Prometheus Integration¶
Location: docker/patches/metrics_exporter.py
Initialization¶
The metrics exporter is initialized in graphiti_mcp_server.py:
if _metrics_exporter_available:
metrics_port = int(os.getenv("MADEINOZ_KNOWLEDGE_METRICS_PORT", "9090"))
metrics_enabled = os.getenv("MADEINOZ_KNOWLEDGE_PROMPT_CACHE_METRICS_ENABLED", "true")
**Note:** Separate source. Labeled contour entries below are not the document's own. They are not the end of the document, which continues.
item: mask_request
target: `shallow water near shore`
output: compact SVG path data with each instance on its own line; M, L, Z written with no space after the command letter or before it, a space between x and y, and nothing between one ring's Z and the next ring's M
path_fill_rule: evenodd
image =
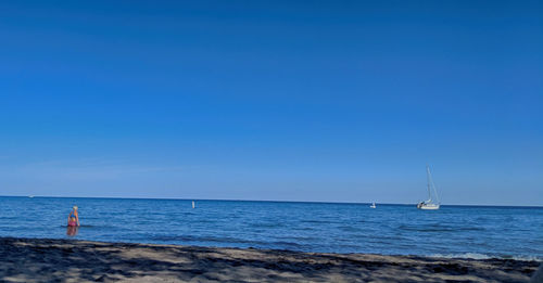
M0 197L0 236L14 237L542 260L542 235L543 207Z

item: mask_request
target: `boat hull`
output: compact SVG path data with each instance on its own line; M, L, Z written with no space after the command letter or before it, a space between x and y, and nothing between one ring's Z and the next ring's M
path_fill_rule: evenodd
M437 210L437 209L440 209L440 205L420 203L420 204L417 204L417 208L422 209L422 210Z

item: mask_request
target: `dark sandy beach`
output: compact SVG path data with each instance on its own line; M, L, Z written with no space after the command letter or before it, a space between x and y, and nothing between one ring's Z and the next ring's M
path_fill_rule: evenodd
M539 263L0 237L1 282L528 282Z

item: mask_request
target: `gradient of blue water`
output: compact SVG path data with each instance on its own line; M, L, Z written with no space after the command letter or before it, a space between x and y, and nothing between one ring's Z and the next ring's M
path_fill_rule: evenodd
M543 258L543 207L0 197L0 236L326 253Z

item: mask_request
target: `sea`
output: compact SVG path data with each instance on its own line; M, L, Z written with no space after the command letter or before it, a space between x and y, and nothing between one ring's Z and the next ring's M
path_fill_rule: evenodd
M74 205L81 227L68 229ZM0 236L543 260L543 207L369 206L1 196Z

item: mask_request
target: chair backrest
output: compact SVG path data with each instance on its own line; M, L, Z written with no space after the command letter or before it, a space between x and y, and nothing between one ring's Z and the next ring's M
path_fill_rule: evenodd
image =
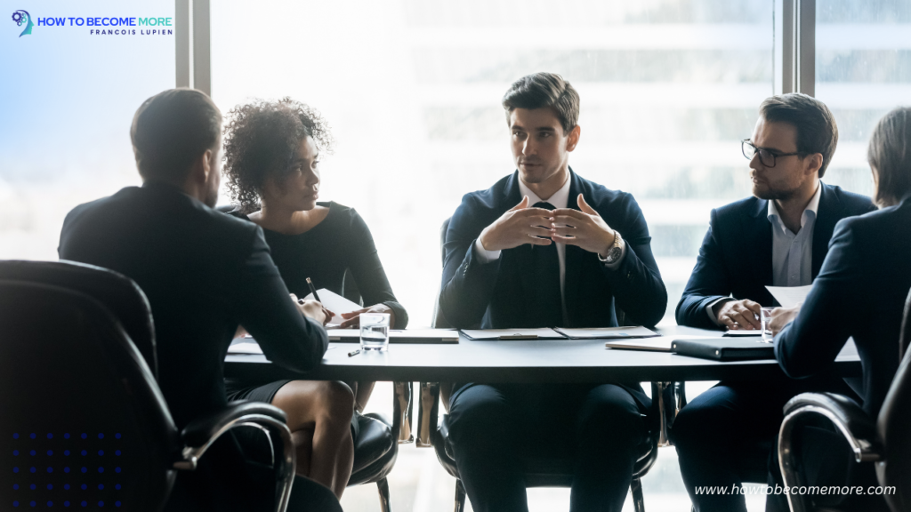
M0 261L0 280L44 283L81 292L104 304L123 326L156 379L155 325L148 299L128 277L76 261Z
M892 510L911 510L911 292L905 302L899 336L902 354L898 371L879 410L876 430L883 443L885 462L877 464L879 482L895 486L896 494L885 496Z
M159 510L179 435L114 315L77 291L0 280L0 452L13 462L0 508Z

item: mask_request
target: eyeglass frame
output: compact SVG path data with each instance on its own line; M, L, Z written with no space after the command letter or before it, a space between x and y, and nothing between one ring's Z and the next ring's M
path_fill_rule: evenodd
M747 157L746 156L746 147L747 146L750 146L751 148L752 148L752 149L753 149L753 153L752 154L754 156L755 155L759 155L761 151L766 151L767 153L769 153L770 155L772 155L772 165L768 165L764 161L763 161L762 155L760 155L760 157L759 157L759 162L761 164L763 164L763 166L769 168L769 169L772 169L772 168L775 167L775 165L778 164L778 159L777 159L778 157L794 157L794 156L802 155L803 154L800 151L797 151L796 153L781 153L781 154L775 154L775 153L773 153L768 148L758 148L755 144L752 143L752 140L750 140L749 138L744 138L743 140L741 140L741 152L743 153L743 157L745 157L746 159L748 159L748 160L752 160L752 157Z

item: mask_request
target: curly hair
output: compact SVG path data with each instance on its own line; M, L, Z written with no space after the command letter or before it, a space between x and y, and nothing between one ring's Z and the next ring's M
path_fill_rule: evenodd
M228 113L224 132L224 173L231 198L244 213L255 211L268 178L282 183L301 142L312 137L316 147L332 152L329 125L299 101L253 100Z

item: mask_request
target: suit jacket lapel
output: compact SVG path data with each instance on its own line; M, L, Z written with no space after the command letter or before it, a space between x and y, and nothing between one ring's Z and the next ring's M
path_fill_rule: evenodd
M828 185L820 182L823 193L819 197L819 209L816 213L816 223L813 228L813 279L819 275L823 268L823 261L829 251L829 241L835 230L835 224L842 218L841 201Z
M569 199L567 200L567 208L578 210L578 200L577 198L582 192L582 183L580 178L571 169L569 169ZM591 198L586 198L586 200L592 200ZM567 320L569 323L568 327L572 327L576 324L573 318L573 312L578 311L577 301L579 299L579 293L577 293L576 290L578 288L584 257L584 250L575 245L567 245L566 259L564 260L566 274L563 281L563 295L566 297Z
M507 181L507 186L503 188L503 203L499 208L499 214L502 215L506 213L507 210L513 208L519 201L522 200L522 194L518 189L518 171L513 173ZM537 276L535 275L535 269L531 265L531 251L534 251L535 246L530 243L525 243L518 247L513 249L507 249L500 253L500 257L503 258L500 265L500 271L507 270L509 272L517 272L518 281L521 283L523 294L522 297L516 297L515 300L519 303L528 304L527 301L535 296L535 288L537 286ZM520 307L517 308L517 312L519 315L523 316L523 320L520 323L517 325L525 326L527 321L534 322L534 319L528 319L527 315L535 314L535 308L532 307Z
M749 251L742 261L752 261L752 269L742 269L753 276L758 282L756 286L763 290L763 295L770 295L765 290L772 284L772 225L768 218L769 201L757 200L756 206L750 215L743 219L743 233L749 238L748 243L742 245ZM737 271L737 269L734 269ZM764 302L763 302L764 303Z

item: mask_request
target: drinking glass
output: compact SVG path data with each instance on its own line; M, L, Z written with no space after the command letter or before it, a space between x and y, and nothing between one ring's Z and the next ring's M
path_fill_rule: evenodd
M763 329L763 341L771 343L774 336L772 335L772 329L769 328L769 322L772 320L772 310L775 308L763 308L759 312L759 322Z
M389 348L389 313L361 313L361 349L384 351Z

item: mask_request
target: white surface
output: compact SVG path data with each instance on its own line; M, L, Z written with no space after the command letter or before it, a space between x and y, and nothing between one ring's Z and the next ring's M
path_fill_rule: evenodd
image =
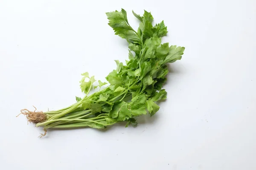
M107 2L108 1L108 2ZM151 11L163 41L186 47L168 99L136 128L49 130L16 118L81 96L80 74L104 80L128 58L105 13ZM4 170L255 170L256 1L1 0L0 165Z

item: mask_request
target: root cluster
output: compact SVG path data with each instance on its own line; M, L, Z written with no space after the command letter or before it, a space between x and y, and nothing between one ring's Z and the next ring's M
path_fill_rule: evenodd
M46 115L41 111L36 111L36 108L34 107L35 110L33 111L29 110L27 109L21 110L19 115L23 114L26 116L28 122L35 124L45 121L47 119Z

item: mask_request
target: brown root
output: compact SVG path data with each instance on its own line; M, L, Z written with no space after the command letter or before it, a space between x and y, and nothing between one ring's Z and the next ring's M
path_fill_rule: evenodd
M22 109L20 110L20 113L16 117L19 116L21 114L23 114L26 116L28 122L35 124L41 123L45 121L47 119L46 115L41 111L36 111L36 108L35 106L33 106L35 109L34 111L30 111L27 109ZM46 133L45 133L46 134Z

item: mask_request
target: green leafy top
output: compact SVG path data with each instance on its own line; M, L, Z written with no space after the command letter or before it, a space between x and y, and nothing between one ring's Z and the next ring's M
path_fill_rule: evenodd
M104 115L107 124L127 121L127 126L136 125L134 118L146 114L147 110L154 115L160 108L155 102L167 97L167 92L162 88L169 72L166 64L180 60L185 49L169 46L168 43L161 44L161 37L168 32L163 21L153 26L150 12L144 11L143 16L132 12L140 22L137 31L129 24L123 9L106 13L108 25L115 34L128 42L126 64L115 60L116 69L106 77L110 85L83 99L76 97L79 109L90 109L93 113ZM96 80L87 72L82 75L81 88L87 95ZM94 88L100 89L107 83L99 80L98 84ZM104 126L91 125L96 128Z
initialize_metrics_exporter(enabled=metrics_enabled, port=metrics_port)
Exposed Metrics¶
Counters (Cumulative)¶
| Metric | Labels | Description |
|---|---|---|
graphiti_cache_hits_total |
model | Cache hit count |
graphiti_cache_misses_total |
model | Cache miss count |
graphiti_cache_tokens_saved_total |
model | Total cached tokens |
graphiti_cache_cost_saved_total |
model | Total $ saved |
graphiti_prompt_tokens_total |
model | Input tokens used |
graphiti_completion_tokens_total |
model | Output tokens used |
graphiti_api_cost_total |
model | Total API cost |
Gauges (Current Value)¶
| Metric | Labels | Description |
|---|---|---|
graphiti_cache_hit_rate |
model | Current hit rate % |
graphiti_cache_enabled |
none | 1=enabled, 0=disabled |
Histograms (Distributions)¶
| Metric | Description |
|---|---|
graphiti_prompt_tokens_per_request |
Input token distribution |
graphiti_api_cost_per_request |
Cost per request |
graphiti_llm_request_duration_seconds |
Response latency |
Example Output¶
# Cache hit rate gauge
graphiti_cache_hit_rate{model="google/gemini-2.0-flash-001"} 75.77
# Cache hits counter
graphiti_cache_hits_total{model="google/gemini-2.0-flash-001"} 1523
# Cost savings counter
graphiti_cache_cost_saved_total{model="google/gemini-2.0-flash-001"} 0.7584
Configuration Reference¶
| Variable | Default | Description |
|---|---|---|
MADEINOZ_KNOWLEDGE_PROMPT_CACHE_ENABLED |
false |
Enable/disable caching |
MADEINOZ_KNOWLEDGE_PROMPT_CACHE_TTL |
1h |
Cache TTL (5m or 1h) |
MADEINOZ_KNOWLEDGE_METRICS_PORT |
9090 |
Prometheus metrics port |
MADEINOZ_KNOWLEDGE_PROMPT_CACHE_METRICS_ENABLED |
true |
Enable metrics export |
MADEINOZ_KNOWLEDGE_PROMPT_CACHE_LOG_REQUESTS |
false |
Debug logging |
Testing¶
Test files follow Constitution Principle VII (Language Separation):
| Test File | Location | Purpose |
|---|---|---|
test_cache_metrics.py |
docker/tests/unit/ |
Cache metrics extraction |
test_session_metrics.py |
docker/tests/unit/ |
Session aggregation |
test_caching_e2e.py |
docker/tests/integration/ |
End-to-end workflow |
test_metrics_endpoint.py |
docker/tests/integration/ |
Prometheus endpoint |
Success Criteria¶
| Metric | Target |
|---|---|
| Token reduction from cache | 40%+ |
| Cache hit rate (after warmup) | 60%+ |
| Response time improvement | 25%+ faster |
Quick Reference¶
Dependency Graph¶
factories.py
→ wrap_openai_client_for_caching() [caching_wrapper.py]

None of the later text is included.